In the words of Dave Ambrose of EMI, who signed them up, Duran Duran were "a celebration of 'Let's go out and get it, let's enjoy it, and who cares?'". As the Pet Shop Boys sang, "Let's make lots of money" - and suddenly it wasn't taboo to do so. Consumption had rarely been more conspicuous, and no one - least of all the members of Duran Duran - seemed remotely interested in exercising restraint.

The film charts the band's history, from the early fusion of influences (punk, glam, disco, German electronica) through the heady pop megastar high-life of the mid-1980s to the low points of the 1990s. During that time they got mobbed by obsessed shrieking fans, got pally with Andy Warhol (according to Debbie Harry, "He was very attracted to Duran Duran - I think that they were a picture of pop art come to life") and got to work with Nile Rodgers (who somewhat implausibly claims that 'Wild Boys' could easily have been recorded by The Clash).

Nick Rhodes talks affectedly and arrogantly throughout it all, claiming to have "launched" a sound and sniffily dismissing erstwhile bandmate Andy Taylor's side-project with Robert Palmer, The Power Station, as "very rockist". He'd be well advised to listen to his own band's 2000 incarnation with replacement guitarist Warren Cuccurullo.

Thankfully, Paul Morley is on hand to puncture the pomposity of Rhodes and others, at one point claiming that Simon Le Bon wearing a yellow suit in the video for 'Rio' was like "a lump you'd find in your custard". (Le Bon himself comments that "All that mattered was the image" - call me an old fuddy-duddy, but surely the music should come into the equation somehow...)

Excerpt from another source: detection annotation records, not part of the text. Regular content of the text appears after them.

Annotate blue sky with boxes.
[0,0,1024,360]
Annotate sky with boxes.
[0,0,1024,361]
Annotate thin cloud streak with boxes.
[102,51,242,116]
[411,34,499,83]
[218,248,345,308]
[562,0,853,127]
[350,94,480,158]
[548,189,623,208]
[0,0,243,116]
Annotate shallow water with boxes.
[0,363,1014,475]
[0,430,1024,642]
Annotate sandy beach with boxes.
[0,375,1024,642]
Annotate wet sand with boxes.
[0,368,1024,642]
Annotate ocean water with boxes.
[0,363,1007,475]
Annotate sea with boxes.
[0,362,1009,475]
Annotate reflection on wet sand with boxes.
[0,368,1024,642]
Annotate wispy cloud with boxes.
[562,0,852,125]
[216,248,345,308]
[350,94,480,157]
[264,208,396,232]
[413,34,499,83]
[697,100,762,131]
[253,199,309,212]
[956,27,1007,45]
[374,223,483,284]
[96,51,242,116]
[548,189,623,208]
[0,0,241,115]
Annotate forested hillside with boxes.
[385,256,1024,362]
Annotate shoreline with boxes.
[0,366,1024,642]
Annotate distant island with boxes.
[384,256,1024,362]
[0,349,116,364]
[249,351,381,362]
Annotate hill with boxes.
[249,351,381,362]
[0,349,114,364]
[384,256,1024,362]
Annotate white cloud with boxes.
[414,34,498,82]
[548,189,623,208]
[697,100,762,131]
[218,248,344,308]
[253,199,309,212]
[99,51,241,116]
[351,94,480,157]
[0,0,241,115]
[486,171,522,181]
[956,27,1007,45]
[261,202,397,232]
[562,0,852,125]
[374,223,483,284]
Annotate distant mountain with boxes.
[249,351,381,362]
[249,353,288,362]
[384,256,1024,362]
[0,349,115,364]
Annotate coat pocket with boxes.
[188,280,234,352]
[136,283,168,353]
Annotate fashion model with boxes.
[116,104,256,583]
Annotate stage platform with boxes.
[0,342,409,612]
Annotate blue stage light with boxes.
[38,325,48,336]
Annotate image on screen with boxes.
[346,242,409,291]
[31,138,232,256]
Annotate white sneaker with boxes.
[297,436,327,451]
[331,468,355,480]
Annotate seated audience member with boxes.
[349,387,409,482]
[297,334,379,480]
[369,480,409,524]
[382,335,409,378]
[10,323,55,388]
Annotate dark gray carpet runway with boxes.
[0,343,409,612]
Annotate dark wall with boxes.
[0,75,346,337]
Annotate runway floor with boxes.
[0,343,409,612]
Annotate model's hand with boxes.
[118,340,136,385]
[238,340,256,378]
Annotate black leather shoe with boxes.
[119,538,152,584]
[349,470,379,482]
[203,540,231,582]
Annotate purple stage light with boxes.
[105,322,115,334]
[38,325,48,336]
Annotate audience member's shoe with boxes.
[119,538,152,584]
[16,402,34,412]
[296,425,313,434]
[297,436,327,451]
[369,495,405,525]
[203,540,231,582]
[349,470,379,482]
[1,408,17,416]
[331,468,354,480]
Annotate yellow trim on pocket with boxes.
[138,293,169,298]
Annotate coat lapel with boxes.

In truth, Rhodes does show a sliver of self-awareness, describing covers album Thank You as "another one of our commercial suicide bids" - the mauling of 'White Lines' with Grandmaster Flash and others produced as Exhibit A in the prosecution's case. Lou Reed claims to be "absolutely wild" about their rendition of 'A Perfect Day', though, and Iggy Pop pops up as another unlikely character witness, describing the band as "a group of warm, wonderful and civilised human beings working in today's music industry". Perhaps it's tongue in cheek - it's hard to tell. Duran Duran themselves didn't really deal in such subtleties.